You haven't been in a ladies room at any sporting event lately , have you? Like football games? Or concerts? blech.. Nasty. Some women are sooo nasty it embarrasses me..... why did this print bold?? Because you type in bold and I replied? sorry...BlackJack...rough day w/moving the last of the "crapola" out of here..
You betcha, beware the red tide. Someone figured God was a man and created the red tide, and now men everywhere are paying for it till doomsday. We are quite the lucky bunch eh? Haha. They did a whole thing on South Park about the metrosexual. 'We're here, we're not queer, but we're close'. That was some funny stuff. I guess when it boils down to it, I like poking fun at certain people. Haha. Let's see where I fit on this list.... Okay, if I let my beard and moustache grow I look like a bum because my hair grows in splotches. I do not look so distinguished with my wrinkles. I have a few pale splotch areas on my face that don't blend in with the other skin. When I did grow a beard in, it is reddish brown and not the black of my hair. I like chocolate. My wedding plans are simple.... whose wedding has the best BBQ? Haha.

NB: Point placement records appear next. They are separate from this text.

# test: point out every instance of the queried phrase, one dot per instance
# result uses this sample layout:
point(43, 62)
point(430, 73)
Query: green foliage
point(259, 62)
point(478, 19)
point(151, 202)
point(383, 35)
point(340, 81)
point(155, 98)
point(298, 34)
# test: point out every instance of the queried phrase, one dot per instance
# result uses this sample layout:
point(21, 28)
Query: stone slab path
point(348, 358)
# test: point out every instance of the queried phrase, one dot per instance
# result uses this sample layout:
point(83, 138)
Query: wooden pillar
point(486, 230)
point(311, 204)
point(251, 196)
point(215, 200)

I could be president, though wouldn't want to be and most likely don't kiss enough butt to get the job. And yes, jeans and t-shirts take up less space. I'm not in a popularity contest so I don't dress to impress. And my makeup case takes up a lot less room as chapstick fits in a pocket. Haha. So in all, I guess you could say that men have it easy in some ways and I guess that depends on your perspective.

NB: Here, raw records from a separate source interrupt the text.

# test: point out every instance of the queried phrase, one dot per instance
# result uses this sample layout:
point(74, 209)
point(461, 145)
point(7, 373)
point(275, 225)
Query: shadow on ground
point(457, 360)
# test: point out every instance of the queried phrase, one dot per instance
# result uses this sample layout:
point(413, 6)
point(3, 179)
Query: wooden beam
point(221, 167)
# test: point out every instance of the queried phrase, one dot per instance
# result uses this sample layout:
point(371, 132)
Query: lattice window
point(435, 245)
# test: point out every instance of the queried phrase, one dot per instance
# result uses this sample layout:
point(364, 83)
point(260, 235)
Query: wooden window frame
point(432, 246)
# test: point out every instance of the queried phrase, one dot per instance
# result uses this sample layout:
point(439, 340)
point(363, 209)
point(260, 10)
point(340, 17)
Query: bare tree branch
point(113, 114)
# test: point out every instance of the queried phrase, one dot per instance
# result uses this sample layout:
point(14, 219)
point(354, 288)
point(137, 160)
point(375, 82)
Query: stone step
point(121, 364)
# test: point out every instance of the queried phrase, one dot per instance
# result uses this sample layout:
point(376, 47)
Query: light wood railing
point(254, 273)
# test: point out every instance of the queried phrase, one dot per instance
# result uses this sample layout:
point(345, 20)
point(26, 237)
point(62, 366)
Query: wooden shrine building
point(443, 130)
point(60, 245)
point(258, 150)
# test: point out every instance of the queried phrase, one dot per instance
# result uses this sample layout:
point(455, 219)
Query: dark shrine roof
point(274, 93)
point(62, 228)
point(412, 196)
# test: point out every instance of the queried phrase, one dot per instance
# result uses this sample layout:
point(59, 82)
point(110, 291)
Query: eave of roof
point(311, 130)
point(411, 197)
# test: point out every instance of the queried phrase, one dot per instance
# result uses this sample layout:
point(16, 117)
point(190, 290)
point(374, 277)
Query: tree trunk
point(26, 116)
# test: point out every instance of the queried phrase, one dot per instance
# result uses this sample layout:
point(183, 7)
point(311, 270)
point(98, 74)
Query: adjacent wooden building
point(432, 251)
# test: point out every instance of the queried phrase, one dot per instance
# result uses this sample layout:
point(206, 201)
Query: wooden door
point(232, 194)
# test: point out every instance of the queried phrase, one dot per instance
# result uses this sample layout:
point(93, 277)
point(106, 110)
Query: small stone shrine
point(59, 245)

Funny....posted this on a Buffett board....and the responses were: "Yeah , but girls are pretty..." and ... "Yep, and they smell good...." and the men required more suitcases! (but they need room for all those beads at tailgates.... )
Nicely done RH.... (although I have flown off to Colorado for a party , 4 days , with a backpack and no other luggage...)
I always hear women complaigning about everything, so what if we can write our name in the snow...the biggest thing I get tired of hearing is how men don't know what pain is, never having experienced child-birth. Well...I don't want to hear that from someone that has never caught her pecker in her zipper!
I second that SC. I've had that happen and let me tell ya, it's no bloomin' picnic. In the end it's all relative. I could go into a whole thing about pain though I won't for sake of rocking the boat or belittling others experiences. Pain hurts, nuff said. Haha.